Devido à lei que proíbe a comercialização do útero emprestado, a oferta comercial acaba sendo feita ilegalmente.  Como tudo que é ilegal, os custos são elevadíssimos, já havendo casos em que o valor cobrado foi de mais de 100 mil reais.  O desespero do casal que busca esse sonho natural de ter um filho com suas características genéticas pode levar a margem da legalidade, com todos os riscos que isso pode trazer para a criança, para o casal e para a mãe substituta.

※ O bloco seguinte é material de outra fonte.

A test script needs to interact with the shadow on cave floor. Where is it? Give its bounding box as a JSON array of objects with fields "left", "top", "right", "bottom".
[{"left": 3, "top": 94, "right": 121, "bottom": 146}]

O nosso inconsciente e a dificuldade em aceitar a mãe substituta:

Por que então é mais fácil alguém aceitar que a mulher tenha um filho que não será biologicamente dela, contanto que ela engravide, do que ter um filho biológico com uma mãe substituta?  Acredito que apesar do avanço da ciência e do ensino da genética básica que tivemos no colégio, a reprodução ainda está muito associada ao evento gravidez.  Muitas mulheres consideram que se não passarem pela experiência da gravidez, não são mães tão completas.  A associação da filiação está mais ligada no inconsciente coletivo ao bebê saindo de dentro da barriga após o parto do que a carga genética.  Além disso, uma novela televisionada de muito sucesso nos anos 90, período em que o procedimento passou a ser divulgado no Brasil, também contribuiu para confundir a população quanto ao assunto, por mostrar uma mãe de aluguel jovem e sem filhos, tratando o tema de forma muito parcial.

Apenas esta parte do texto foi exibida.